To DeKoning, the requests seemed excessive and unnecessary for someone in her stage of life and financial position.
“For me, even giving $20 right now would be a big deal.” she said. “Next time they call I need to be prepared to say no.”
It’s not unusual for UNC to target very recent grads, or even current students, with fundraising initiatives meant to encourage the habit of donating to their alma mater. But for some, the requests can have a counterproductive effect.
“I just think the strategy is very off-putting.” DeKoning said.
On Oct. 8, the Heelraisers Student Giving Council sent an email to members of the junior, sophomore and first-year classes challenging underclassmen to donate more than their senior counterparts leading up to University Day.
The campaign, which ended on Oct. 11, had 30 donors and raised $363 dollars.
UNC junior and Heelraisers Student Giving Council chairperson Mike Weaver said students aren’t expected to donate large sums of money.
“I think the reason the school emphasizes student giving so much is to try and get people in the habit of giving early on,” Weaver wrote in a statement to The Daily Tar Heel. “Most students only give $5 or so, and for the school it doesn’t amount to much, but I think they are hoping down the road those students will keep UNC in mind when they have a little more money.”
But the requests can still be perceived as insensitive to students like Neha Korrapati, a senior computer science major.

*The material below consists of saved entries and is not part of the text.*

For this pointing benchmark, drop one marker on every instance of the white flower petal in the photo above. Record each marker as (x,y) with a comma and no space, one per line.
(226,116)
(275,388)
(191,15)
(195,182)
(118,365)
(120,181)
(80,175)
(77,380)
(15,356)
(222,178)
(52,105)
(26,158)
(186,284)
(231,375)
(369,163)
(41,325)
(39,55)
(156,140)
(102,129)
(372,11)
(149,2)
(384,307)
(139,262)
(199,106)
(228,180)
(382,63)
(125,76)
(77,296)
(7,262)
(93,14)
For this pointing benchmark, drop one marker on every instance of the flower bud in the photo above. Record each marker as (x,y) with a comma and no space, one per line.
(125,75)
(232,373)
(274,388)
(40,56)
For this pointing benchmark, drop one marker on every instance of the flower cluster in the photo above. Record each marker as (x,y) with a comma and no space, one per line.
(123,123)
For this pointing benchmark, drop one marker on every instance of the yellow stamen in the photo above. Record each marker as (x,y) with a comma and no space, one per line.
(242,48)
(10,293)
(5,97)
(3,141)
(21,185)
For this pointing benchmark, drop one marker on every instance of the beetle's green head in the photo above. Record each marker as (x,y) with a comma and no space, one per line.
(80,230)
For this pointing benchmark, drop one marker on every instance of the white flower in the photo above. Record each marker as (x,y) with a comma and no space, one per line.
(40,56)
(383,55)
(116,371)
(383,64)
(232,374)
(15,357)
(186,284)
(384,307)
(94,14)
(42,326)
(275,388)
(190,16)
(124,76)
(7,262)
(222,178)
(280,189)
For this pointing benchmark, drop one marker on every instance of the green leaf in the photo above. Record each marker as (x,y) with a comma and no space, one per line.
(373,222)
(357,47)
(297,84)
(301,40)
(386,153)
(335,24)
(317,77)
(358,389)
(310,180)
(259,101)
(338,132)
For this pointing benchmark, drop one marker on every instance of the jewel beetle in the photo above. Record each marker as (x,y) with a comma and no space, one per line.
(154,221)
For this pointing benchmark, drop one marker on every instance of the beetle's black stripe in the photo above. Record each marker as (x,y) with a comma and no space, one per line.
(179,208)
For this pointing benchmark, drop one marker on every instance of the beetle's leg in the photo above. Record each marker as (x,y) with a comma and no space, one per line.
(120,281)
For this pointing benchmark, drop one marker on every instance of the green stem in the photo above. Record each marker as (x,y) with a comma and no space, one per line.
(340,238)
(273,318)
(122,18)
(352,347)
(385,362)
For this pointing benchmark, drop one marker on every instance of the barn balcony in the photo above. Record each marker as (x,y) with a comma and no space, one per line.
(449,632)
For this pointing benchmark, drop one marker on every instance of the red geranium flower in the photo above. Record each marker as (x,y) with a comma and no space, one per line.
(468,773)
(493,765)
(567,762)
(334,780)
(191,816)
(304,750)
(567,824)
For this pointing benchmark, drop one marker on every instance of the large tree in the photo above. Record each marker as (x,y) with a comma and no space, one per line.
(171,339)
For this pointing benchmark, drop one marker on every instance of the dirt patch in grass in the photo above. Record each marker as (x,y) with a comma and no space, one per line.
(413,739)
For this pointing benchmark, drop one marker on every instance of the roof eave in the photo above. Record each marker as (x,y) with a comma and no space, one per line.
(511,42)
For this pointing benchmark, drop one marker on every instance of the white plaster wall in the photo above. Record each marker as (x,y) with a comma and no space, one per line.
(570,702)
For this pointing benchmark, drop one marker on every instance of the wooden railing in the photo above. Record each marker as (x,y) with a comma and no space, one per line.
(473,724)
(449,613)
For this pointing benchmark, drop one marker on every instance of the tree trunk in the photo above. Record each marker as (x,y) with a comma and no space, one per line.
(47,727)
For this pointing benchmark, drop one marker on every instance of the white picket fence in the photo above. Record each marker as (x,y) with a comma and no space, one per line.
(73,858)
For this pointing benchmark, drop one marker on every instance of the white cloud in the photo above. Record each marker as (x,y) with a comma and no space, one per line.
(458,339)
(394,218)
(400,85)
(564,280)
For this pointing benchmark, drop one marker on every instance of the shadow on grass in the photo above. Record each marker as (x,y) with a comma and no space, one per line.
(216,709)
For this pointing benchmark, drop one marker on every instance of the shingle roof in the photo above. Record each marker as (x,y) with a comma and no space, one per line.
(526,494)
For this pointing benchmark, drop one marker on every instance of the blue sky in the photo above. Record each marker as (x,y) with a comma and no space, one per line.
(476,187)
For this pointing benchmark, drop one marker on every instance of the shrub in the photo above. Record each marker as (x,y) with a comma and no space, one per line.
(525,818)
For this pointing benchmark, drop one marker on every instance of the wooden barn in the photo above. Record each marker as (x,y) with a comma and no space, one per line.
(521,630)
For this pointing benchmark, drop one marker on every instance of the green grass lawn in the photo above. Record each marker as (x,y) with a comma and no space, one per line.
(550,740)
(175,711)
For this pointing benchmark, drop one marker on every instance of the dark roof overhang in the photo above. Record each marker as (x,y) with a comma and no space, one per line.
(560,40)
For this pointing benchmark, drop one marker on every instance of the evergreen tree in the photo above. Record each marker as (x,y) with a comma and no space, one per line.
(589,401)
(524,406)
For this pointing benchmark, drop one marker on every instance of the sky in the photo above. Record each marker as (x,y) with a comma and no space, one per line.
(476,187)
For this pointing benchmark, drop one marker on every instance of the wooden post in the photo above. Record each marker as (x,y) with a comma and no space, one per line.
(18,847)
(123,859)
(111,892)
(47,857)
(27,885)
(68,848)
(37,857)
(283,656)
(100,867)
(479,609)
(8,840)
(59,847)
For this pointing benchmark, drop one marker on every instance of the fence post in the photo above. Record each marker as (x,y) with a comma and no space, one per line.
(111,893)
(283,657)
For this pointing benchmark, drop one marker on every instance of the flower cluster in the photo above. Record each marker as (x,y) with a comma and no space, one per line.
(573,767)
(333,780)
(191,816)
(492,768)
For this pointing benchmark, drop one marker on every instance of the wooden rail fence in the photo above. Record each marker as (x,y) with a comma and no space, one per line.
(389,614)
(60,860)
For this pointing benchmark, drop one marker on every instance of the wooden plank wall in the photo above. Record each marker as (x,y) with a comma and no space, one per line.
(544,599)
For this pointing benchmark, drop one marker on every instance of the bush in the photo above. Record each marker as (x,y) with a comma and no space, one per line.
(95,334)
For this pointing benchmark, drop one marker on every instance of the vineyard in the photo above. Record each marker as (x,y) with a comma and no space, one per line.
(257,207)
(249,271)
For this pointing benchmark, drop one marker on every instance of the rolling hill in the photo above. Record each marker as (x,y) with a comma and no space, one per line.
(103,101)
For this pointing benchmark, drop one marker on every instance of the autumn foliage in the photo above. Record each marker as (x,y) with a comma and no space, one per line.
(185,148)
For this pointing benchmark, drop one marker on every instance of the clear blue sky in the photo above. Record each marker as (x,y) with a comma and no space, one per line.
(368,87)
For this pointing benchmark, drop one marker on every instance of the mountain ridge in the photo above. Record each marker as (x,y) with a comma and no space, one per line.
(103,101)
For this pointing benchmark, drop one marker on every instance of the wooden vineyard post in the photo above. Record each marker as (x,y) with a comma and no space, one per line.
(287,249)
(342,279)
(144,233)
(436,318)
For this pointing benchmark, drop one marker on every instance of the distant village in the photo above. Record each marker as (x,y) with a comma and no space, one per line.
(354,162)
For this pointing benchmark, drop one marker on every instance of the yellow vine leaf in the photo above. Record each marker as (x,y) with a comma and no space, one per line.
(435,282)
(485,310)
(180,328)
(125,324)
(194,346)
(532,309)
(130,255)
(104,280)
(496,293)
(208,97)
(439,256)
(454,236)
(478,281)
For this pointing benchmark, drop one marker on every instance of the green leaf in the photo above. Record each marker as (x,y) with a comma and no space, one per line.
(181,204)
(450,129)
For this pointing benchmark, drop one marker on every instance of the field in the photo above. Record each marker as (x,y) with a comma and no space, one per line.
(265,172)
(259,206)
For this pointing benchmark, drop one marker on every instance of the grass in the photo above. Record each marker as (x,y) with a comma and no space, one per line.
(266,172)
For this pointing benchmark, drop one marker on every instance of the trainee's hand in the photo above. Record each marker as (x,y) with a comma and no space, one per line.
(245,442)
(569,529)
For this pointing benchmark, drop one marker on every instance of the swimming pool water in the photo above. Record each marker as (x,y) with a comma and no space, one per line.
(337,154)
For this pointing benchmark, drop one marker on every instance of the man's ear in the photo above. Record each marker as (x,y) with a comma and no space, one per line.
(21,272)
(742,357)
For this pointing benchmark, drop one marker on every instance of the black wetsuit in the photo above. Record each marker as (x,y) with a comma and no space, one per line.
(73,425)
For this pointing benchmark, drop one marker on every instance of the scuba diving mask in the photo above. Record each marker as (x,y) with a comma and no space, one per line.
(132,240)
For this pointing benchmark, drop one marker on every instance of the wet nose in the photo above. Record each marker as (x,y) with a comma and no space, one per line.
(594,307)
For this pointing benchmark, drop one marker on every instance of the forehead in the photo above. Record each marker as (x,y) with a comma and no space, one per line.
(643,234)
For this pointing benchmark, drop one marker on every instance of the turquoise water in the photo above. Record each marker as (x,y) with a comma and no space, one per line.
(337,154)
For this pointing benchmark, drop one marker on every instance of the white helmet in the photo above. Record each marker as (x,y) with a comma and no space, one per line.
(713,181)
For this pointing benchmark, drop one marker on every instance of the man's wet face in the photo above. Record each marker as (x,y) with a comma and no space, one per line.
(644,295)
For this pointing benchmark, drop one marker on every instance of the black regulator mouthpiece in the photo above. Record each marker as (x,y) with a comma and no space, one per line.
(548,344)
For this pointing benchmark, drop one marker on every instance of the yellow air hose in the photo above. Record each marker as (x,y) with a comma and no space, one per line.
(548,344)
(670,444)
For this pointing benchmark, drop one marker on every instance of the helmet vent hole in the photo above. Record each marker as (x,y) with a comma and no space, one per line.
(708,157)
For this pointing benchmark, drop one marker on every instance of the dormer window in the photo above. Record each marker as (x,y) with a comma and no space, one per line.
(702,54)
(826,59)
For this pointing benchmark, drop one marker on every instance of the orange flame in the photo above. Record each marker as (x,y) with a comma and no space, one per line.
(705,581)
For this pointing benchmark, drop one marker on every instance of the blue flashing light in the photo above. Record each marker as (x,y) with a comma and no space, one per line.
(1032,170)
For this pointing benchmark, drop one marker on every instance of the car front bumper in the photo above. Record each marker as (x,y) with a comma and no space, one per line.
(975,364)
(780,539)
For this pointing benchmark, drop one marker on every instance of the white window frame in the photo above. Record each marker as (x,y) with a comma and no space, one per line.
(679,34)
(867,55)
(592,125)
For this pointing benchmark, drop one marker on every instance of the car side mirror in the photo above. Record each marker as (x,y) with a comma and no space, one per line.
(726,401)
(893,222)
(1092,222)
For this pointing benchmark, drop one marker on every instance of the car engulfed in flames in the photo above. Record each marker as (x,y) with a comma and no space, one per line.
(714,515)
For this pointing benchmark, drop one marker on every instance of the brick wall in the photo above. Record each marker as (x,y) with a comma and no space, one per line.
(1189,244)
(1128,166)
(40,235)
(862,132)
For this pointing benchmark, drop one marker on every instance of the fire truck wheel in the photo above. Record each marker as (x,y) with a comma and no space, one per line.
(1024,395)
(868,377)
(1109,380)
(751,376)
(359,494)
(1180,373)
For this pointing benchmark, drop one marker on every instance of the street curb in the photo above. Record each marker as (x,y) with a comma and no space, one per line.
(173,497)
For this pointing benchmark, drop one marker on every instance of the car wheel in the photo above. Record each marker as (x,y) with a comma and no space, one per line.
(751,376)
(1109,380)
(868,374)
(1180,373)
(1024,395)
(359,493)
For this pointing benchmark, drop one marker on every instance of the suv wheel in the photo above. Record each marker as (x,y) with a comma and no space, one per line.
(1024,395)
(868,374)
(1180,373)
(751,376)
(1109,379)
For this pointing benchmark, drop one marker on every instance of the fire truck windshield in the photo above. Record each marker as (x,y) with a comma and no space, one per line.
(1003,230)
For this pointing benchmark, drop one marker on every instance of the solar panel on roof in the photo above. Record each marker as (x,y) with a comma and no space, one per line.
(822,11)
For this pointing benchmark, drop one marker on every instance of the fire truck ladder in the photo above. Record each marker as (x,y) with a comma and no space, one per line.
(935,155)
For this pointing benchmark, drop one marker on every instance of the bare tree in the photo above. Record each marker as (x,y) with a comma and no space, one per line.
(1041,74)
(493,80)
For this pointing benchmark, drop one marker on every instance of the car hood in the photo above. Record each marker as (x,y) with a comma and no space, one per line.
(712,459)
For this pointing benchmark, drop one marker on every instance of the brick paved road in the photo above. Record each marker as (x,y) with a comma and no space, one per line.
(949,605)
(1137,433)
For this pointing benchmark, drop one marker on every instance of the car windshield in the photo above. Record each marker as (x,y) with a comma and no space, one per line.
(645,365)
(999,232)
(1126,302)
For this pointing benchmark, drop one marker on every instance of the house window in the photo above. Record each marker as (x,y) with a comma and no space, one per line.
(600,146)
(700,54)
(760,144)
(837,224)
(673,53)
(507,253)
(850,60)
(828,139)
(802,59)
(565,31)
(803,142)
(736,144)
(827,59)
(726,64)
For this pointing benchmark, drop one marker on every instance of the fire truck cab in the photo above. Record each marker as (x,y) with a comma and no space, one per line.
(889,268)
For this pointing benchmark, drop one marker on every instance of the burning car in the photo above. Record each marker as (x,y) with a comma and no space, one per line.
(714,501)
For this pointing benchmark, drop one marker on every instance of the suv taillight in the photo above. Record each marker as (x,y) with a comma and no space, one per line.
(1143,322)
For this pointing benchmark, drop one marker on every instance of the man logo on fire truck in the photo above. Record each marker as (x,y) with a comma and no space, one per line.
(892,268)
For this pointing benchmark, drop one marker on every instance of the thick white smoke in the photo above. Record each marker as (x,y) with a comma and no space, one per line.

Korrapati said she was especially taken aback since the email came in the wake of the computer science department tacking on a new $300 departmental fee that she’ll be required to pay in addition to her tuition.
“I’m a senior. I don’t have money,” Korrapati said. “Come back to me in maybe 10, 15 years.”
Korrapati said the requests are even more bothersome considering the majority of her on-campus activities — including club sports and student theater — suffer from evident financial shortcomings that she says have yet to be addressed by the University.
“There are things that could be fixed that just aren’t getting fixed,” Korrapati said.
Donating can be a way to give back to a University that many students already hold dear to their hearts: Elizabeth Flake, a 2011 UNC graduate, began giving to UNC as a student.
“At the end of my senior year I gave more than usual, as I was already nostalgic about leaving UNC and wanted to make a contribution on behalf of my graduating class,” Flake wrote in a statement. “It was important to me to give back to a place that gave me so much during my time here.”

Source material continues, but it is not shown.